About the album by Katie:
“Life will break you. Nobody can protect you from that, and living alone won’t either, for solitude will also break you with its yearning. You have to love. You have to feel. It is the reason you are here on earth. You are here to risk your heart. You are here to be swallowed up.” Louise Erdrich
“I’m so chaotic in love,” sings Katie Austra Stelmanis on “Amnesia,” the cinematic opening track of Chin Up Buttercup, the fifth album by her alter ego and longtime pop project Austra. You know Austra’s astonishing voice – singular and operatic, it betrays a fearlessness and sophistication. She’s the woman you’d be afraid to approach in a bar. Her voice draws you like a siren to the dance floor as the beats build toward the hypnotic chorus of “my life is not the same without you in my arms.” Listen closely and you’ll hear a vulnerability that sets this album apart from her earlier work. This is a grief album you can dance to.
Mournful lyrics about the opprobrium of heartache join euphoric, live-for-today euro-dance inspired synth melodies, a juxtaposition that says what we all know: contrasting emotions like anxiety and excitement, pleasure and pain, and jealousy and attraction can feel indistinguishable in your body. Who Stelmanis might be off stage – a composer, a studious introvert, suffering from an obsession with a romantic betrayal – is set free by embodying the protagonist of this invigorating album-length journey. She’s a force, demonic, an emotionally-driven chaos monster, and she’s going to lead you to surrender.

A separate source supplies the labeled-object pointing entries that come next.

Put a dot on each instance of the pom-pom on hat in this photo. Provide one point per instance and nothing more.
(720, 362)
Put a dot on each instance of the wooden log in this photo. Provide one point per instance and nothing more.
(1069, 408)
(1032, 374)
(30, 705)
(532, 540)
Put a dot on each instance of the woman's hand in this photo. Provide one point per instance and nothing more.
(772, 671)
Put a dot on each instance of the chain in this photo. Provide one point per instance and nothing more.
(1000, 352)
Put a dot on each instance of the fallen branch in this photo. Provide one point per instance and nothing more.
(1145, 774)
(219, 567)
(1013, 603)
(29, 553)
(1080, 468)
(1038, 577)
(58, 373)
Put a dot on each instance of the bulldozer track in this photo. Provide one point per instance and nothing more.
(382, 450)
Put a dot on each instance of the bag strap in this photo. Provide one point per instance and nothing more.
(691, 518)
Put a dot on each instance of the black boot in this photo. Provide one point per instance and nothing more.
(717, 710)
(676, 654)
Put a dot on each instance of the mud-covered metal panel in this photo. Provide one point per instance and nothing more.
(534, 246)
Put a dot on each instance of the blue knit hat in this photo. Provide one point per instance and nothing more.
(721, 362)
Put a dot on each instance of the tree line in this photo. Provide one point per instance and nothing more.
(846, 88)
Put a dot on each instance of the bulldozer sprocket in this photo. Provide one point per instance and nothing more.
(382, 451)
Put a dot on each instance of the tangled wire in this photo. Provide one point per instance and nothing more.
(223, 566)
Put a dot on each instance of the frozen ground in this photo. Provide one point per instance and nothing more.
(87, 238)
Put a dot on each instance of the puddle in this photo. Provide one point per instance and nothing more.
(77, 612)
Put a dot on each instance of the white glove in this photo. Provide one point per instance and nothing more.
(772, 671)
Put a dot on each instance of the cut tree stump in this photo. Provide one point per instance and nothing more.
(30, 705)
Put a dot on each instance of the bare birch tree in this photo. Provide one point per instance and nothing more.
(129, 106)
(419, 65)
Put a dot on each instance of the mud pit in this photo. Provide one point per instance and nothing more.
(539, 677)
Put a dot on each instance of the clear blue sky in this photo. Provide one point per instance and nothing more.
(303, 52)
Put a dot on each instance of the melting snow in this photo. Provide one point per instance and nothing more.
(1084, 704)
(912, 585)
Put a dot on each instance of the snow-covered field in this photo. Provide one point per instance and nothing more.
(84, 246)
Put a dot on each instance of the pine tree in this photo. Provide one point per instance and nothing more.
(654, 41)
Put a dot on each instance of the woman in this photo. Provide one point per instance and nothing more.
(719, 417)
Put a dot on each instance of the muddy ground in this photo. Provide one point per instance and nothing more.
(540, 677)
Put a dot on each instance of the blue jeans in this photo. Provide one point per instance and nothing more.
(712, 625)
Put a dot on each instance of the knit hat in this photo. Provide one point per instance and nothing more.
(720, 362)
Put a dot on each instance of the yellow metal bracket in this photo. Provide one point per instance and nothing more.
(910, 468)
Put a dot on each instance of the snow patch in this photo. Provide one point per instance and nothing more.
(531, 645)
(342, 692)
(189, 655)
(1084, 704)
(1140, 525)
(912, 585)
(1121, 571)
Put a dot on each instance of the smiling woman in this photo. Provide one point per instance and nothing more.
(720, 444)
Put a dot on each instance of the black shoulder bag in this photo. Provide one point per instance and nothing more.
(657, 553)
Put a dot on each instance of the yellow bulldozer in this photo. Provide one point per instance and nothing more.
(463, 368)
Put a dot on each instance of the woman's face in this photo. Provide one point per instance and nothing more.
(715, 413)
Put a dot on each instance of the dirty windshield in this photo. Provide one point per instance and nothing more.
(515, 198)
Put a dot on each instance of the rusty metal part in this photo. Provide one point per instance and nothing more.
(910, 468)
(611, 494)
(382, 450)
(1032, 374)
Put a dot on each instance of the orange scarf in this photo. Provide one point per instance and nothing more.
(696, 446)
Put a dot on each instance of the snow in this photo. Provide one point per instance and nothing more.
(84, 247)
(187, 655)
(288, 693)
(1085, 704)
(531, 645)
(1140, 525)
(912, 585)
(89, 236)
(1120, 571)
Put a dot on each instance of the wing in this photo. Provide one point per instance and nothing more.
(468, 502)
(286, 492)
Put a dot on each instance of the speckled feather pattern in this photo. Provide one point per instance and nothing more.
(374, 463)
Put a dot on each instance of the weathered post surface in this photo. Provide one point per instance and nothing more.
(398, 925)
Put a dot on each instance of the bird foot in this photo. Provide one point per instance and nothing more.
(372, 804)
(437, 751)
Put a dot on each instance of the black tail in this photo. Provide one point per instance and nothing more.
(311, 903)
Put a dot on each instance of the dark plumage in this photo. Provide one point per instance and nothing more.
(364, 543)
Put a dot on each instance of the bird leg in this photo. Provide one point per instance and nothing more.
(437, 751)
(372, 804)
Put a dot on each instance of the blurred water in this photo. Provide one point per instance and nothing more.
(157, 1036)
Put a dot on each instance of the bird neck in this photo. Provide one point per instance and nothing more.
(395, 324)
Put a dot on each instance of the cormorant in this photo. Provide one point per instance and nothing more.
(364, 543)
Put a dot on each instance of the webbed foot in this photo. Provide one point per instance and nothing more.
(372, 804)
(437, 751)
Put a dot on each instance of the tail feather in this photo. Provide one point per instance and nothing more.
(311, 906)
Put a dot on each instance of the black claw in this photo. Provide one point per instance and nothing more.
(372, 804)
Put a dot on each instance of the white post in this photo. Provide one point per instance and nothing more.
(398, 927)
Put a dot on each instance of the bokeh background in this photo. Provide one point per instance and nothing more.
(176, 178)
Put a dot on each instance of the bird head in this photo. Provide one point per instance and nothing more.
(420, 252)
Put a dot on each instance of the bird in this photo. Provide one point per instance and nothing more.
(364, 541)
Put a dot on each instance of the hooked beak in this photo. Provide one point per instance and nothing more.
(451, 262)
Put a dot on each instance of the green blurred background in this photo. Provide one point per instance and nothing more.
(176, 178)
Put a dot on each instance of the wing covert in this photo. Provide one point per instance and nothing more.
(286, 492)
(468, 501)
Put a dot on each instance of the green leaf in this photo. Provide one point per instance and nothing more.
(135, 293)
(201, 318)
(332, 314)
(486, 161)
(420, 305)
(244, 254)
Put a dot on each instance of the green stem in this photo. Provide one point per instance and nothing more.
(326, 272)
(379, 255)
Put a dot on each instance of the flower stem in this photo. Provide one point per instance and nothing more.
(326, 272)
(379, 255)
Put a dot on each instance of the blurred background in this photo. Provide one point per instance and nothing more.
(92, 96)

Heartbreak is both an ordinary humiliation and uniquely devastating. Stelmanis describes Chin Up Buttercup as a narrative about “the alienating feeling of being heartbroken in a world that’s awkward and inconvenienced by your pain.” Most of us act as though romantic grief is more of an embarrassment than a universal wound. Stelmanis decided to lean into the character of the psycho creep, consumed by longing instead of aspiring toward detachment. The result of embracing this dual personality is an album that coolly moves through the madness and eschews traditional healing arcs that bend toward self-improvement. By the final track we love this anti-hero; she is shining a light on our universal shame, making us laugh at our own abject desperation.
Chin Up Buttercup gets: 📷📷📷📷📷📷📷📷📷📷/10.